The applicant was asked if he fears returning to Malaysia. He said he does because it is difficult to earn a decent salary in view of what is happening in Malaysia. He said there has been an influx of foreign workers from Bangladesh and this has affected the available work. He said he had been working before he left Malaysia and he left that job because there was a lot of competition for local work and this resulted in the reduction of working hours and reduction in allowances because of Bangladeshi workers. He was personally affected by this and this is why he joined Bersih to demonstrate against what was happening and to remedy the economic situation.
The applicant was asked about his level of involvement with Bersih. He said he participated in a rally held in August 2015 in Kuala Lumpur. The applicant was asked if he had experienced any problems at the rally. He said he did not experience any problems personally and that the rally started peacefully but later the police provoked the participants and attacked some people.
The applicant was asked if he had been involved in other similar organisations in the past. He said his participation in the rally in August 2015 was the first time.
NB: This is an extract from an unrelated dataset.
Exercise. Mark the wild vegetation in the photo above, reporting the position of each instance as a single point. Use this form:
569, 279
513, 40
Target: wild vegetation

The applicant was asked the reasons he decided to join the rally. He said he decided to do so because he wanted to voice his dissatisfaction with the government and to show that people have a right to gather and to voice their grievances and for them to be heard by the authorities. He knew that the media would publicise the rally. One of the reasons he decided to participate was because of the economic downturn they are facing in Malaysia and that this may be as a consequence of the 1MDB scandal.
The applicant was asked who fears will harm him if he were to return to Malaysia. The applicant said that some people were targeted by the police and were in line of the water cannons and tear gas but he personally was not harmed during the rally. The crowd threw rocks at the police in retaliation and he also did so. He was not detained but ran away, a photo may have been taken and they may be able to identify him.
The applicant was asked if anything occurred between the rally in August 2015 and when he left Malaysia. He said he is not sure because he left Malaysia [in] September 2015 and went to [Country 3] and stayed for 10 days. He said he went because he was running away in case his photo was taken at the rally. After [Country 3] he went to [Country 1] for ten days and then returned to Malaysia. The applicant was asked if he experienced any problems from the authorities after he returned to Malaysia. He said he did not experience any problems at the airport on his arrival or when he returned home.
The applicant was asked if anything specific happen to make him decide to leave Malaysia. He said nothing specific occurred and he came to Australia because of the economic downturn he faced at home.
The applicant was asked if he were to return to Malaysia whether there was anything specific he fears will happen to him. He said he may be on the wanted list of participants at the rally.
The applicant was asked if he had any interest in politics before his participation in the Bersih rally in August 2015. He said he had been a member of a political party the Pan Islamic Party and the Keadilan Party of Malaysia. He said both are opposition parties to the government. Joined the Pan Islamic Party first a few years ago and then the Keadilan Party. The Pan Islamic Party want to introduce Islamic law into Malaysia and to fully implement sharia law and that is why the ruling National Front they oppose this. He was unsure what the objectives of the Keadilan Party were but he supported these two parties. They banded together along with the Gerakan Party to protest against the government. He mainly agrees with the objectives of the Pan Islamic Party. They were all involved with Bersih.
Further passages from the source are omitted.